RUU Pertanahan juga tidak memiliki sensitivitas terhadap penyelesaian masalah agraria pada wilayah adat. RUU Pertanahan mengatur bahwa pengukuhan keberadaan hak wilayah dimulai dari usulan pemerintah daerah dan ditetapkan menteri yang menyelenggarakan urusan pemerintahan di bidang pemerintahan dalam negeri.
Skema seperti ini tidak menjawab persoalan yang ada selama ini, yaitu pengakuan hak wilayah sulit dilakukan karena sangat politis melalui tindakan-tindakan penetapan pemerintah dan bukan berdasarkan usulan masyarakat adat sendiri.
RUU Pertanahan belum menjawab masalah ego sektoral pertanahan di Indonesia (hutan dan non-hutan). RUU masih bias dan terbatas pada tanah dalam yurisdiksi Kementerian ATR/BPN RI, sementara masalah-masalah pertanahan bersifat lintas sektor, seperti tanah di perkebunan, tanah di kehutanan, tanah di pertanian, di wilayah pesisir kelautan, pulau-pulau kecil, perdesaan, dan perkotaan.
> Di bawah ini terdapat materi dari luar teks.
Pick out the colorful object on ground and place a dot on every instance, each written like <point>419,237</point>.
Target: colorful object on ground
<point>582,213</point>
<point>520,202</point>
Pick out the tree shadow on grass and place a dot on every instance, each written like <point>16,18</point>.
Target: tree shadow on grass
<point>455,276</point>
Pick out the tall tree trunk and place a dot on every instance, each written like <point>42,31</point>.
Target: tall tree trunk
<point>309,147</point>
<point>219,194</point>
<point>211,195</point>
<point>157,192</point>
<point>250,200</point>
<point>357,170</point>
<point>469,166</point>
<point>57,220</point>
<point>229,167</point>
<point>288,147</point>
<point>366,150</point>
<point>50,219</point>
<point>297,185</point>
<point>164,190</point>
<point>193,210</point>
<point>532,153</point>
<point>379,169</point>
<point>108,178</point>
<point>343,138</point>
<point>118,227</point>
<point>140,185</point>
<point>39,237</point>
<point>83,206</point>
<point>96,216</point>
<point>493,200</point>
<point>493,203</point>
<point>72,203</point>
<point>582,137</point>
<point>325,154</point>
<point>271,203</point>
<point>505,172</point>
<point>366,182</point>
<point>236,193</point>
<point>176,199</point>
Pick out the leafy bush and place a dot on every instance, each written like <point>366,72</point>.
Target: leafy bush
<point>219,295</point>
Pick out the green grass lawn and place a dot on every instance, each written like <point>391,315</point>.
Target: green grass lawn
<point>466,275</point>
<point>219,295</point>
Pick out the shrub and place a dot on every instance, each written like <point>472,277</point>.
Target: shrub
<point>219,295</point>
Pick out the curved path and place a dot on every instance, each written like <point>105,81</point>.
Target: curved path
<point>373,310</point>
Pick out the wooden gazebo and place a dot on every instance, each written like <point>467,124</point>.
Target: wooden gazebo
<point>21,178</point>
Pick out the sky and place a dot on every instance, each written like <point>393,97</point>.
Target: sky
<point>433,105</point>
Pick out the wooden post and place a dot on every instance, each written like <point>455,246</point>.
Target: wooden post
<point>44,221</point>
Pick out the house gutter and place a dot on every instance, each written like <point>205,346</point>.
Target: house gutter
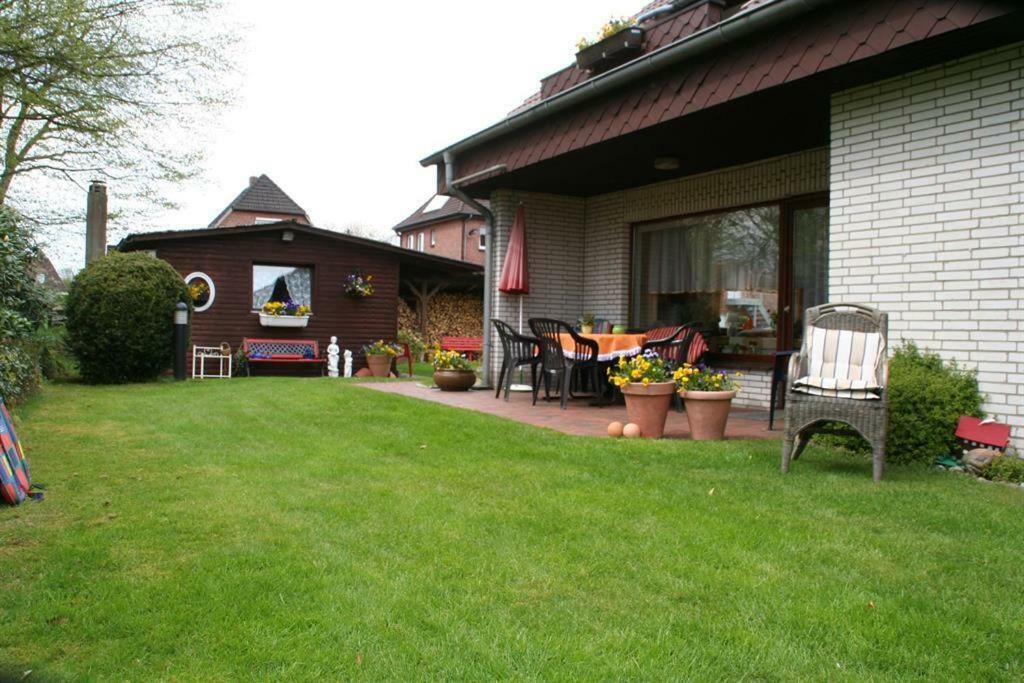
<point>488,223</point>
<point>735,28</point>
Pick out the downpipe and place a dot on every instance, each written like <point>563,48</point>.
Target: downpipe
<point>488,226</point>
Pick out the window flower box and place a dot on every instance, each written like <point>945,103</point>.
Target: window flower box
<point>611,51</point>
<point>284,321</point>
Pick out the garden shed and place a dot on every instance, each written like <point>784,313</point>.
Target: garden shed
<point>236,270</point>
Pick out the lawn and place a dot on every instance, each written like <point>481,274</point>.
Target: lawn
<point>295,528</point>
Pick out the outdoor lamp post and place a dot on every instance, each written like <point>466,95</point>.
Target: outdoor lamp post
<point>180,339</point>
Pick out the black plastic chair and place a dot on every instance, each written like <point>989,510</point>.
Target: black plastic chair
<point>518,350</point>
<point>554,363</point>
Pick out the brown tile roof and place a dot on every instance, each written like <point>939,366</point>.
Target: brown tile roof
<point>844,34</point>
<point>262,195</point>
<point>453,207</point>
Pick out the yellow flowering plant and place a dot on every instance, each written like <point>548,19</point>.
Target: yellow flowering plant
<point>702,378</point>
<point>451,360</point>
<point>646,369</point>
<point>381,347</point>
<point>610,28</point>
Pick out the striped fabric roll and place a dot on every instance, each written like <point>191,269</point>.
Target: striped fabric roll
<point>842,364</point>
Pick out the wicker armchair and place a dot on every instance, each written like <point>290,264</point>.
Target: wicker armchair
<point>841,375</point>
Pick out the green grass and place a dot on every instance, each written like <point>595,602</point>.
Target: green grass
<point>291,528</point>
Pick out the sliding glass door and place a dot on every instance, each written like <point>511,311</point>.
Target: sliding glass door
<point>742,275</point>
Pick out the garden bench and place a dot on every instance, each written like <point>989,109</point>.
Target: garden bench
<point>471,346</point>
<point>301,351</point>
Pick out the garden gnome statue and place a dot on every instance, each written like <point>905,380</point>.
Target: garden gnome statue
<point>332,357</point>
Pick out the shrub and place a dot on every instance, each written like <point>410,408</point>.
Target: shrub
<point>1006,468</point>
<point>25,307</point>
<point>926,398</point>
<point>121,317</point>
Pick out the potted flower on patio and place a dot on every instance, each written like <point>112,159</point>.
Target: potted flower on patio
<point>647,386</point>
<point>708,394</point>
<point>453,372</point>
<point>379,356</point>
<point>284,314</point>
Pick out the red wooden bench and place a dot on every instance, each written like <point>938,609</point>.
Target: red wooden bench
<point>471,346</point>
<point>282,351</point>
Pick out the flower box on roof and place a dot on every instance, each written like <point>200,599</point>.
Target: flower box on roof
<point>611,51</point>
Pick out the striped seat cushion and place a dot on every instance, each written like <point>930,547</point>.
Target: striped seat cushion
<point>842,364</point>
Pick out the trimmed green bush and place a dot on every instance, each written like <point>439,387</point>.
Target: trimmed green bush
<point>927,396</point>
<point>121,317</point>
<point>1007,468</point>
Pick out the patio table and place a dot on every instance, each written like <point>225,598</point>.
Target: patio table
<point>609,347</point>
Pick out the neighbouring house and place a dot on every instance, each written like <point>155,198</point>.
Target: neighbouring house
<point>261,203</point>
<point>46,274</point>
<point>732,164</point>
<point>244,266</point>
<point>444,226</point>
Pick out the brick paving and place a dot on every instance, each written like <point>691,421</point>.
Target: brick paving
<point>580,418</point>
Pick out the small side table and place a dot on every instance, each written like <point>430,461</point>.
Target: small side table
<point>203,353</point>
<point>778,376</point>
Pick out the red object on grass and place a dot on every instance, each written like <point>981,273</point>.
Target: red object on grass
<point>515,275</point>
<point>992,434</point>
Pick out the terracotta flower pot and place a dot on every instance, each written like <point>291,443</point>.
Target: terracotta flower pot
<point>455,380</point>
<point>647,407</point>
<point>708,412</point>
<point>380,365</point>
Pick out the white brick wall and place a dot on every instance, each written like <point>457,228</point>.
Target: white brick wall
<point>927,199</point>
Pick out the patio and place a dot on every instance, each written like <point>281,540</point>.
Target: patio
<point>581,418</point>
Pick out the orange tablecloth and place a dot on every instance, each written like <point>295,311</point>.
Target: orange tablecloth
<point>609,347</point>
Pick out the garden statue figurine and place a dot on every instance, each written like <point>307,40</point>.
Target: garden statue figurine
<point>332,357</point>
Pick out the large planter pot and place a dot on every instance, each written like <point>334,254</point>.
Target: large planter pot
<point>379,365</point>
<point>708,412</point>
<point>455,380</point>
<point>284,321</point>
<point>647,407</point>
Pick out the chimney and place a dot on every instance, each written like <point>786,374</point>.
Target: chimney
<point>95,222</point>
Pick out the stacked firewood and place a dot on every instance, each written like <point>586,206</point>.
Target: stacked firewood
<point>448,315</point>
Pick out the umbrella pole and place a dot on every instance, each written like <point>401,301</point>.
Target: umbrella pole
<point>520,386</point>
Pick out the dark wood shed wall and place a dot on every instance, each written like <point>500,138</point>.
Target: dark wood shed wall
<point>228,262</point>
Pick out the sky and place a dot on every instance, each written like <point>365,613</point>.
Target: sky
<point>337,101</point>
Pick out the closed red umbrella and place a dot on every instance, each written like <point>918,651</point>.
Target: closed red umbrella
<point>515,274</point>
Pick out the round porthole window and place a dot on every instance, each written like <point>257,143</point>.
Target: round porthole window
<point>202,291</point>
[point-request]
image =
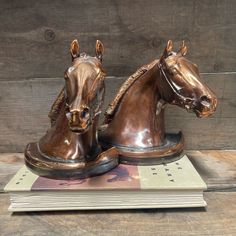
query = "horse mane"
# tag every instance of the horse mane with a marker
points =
(112, 107)
(56, 107)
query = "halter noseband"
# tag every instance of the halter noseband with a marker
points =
(189, 102)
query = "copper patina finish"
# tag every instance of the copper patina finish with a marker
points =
(134, 120)
(70, 147)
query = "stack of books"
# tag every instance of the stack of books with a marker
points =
(172, 185)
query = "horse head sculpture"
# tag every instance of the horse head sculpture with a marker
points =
(134, 120)
(182, 85)
(70, 147)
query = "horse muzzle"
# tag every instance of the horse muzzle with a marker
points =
(205, 107)
(79, 121)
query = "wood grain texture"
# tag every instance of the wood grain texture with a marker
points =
(218, 168)
(35, 35)
(24, 106)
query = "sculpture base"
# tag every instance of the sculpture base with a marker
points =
(43, 166)
(170, 151)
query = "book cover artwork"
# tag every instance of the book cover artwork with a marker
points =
(176, 175)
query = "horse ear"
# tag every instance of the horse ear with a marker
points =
(99, 49)
(167, 49)
(74, 49)
(183, 49)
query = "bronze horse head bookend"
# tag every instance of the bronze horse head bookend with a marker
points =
(70, 147)
(134, 120)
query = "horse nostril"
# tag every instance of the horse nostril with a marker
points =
(84, 114)
(205, 101)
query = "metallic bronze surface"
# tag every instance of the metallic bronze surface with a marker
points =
(70, 148)
(134, 120)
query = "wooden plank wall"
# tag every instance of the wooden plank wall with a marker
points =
(35, 37)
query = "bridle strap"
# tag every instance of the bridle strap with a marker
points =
(172, 85)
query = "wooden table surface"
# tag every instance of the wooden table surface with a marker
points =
(218, 169)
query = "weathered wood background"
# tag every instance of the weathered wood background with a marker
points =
(35, 37)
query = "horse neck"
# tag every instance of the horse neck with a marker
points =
(137, 110)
RUU juga mengatur kewenangan Bank Tanah secara berlebihan tanpa mempertimbangkan dampak dan tumpang tindih kewenangan antara Bank Tanah dan kementerian/lembaga. Hal tersebut berisiko terjadinya komoditisasi tanah secara absolut melalui Bank Tanah yang akan memperparah ketimpangan dan konflik.
Mereka berpandangan RUU ini lebuh kuat untuk mengakomodasi kepentingan bisnis dan investasi perkebunan skala besar. Monopoli swasta, perampasan tanah, penggusuran, termasuk impunitas bagi para pengusaha perkebunan skala besar banyak diatur dalam RUU Pertanahan. Hal tersebut tecermin dari hak pengelolaan instansi pemerintah dan rencana Bank Tanah.
Dewi mengatakan, proses pembahasan RUU Pertanahan tidak transparan. Pada 2018, organisasi masyarakat sipil telah melihat rancangannya. Banyak hal positif dalam rancangan tersebut. Namun, rancangan tersebut berubah drastis saat dilihat pada 2019.
RUU Pertanahan menjadi sangat penting karena berfungsi untuk melengkapi dan menyempurnakan Undang-Undang Nomor 5 Tahun 1960 tentang Peraturan Dasar Pokok-pokok Agraria (UUPA 1960). UU tersebut bertujuan menghapus UU Agraria Kolonial Belanda dan memastikan agar bumi, tanah, air, serta kekayaan alam yang terkandung di dalamnya diatur negara sebagai kekuasaan tertinggi rakyat.
Penguasaan tanah, pemilikan, penggunaan, dan pemeliharaannya ditujukan bagi kemakmuran rakyat sehingga penggunaan tanah yang melampaui batas dan monopoli swasta tidak diperkenankan. Keadilan sosial, kesejahteraan manusianya, dan keberlanjutan sumber-sumber agraria menjadi prinsip utama.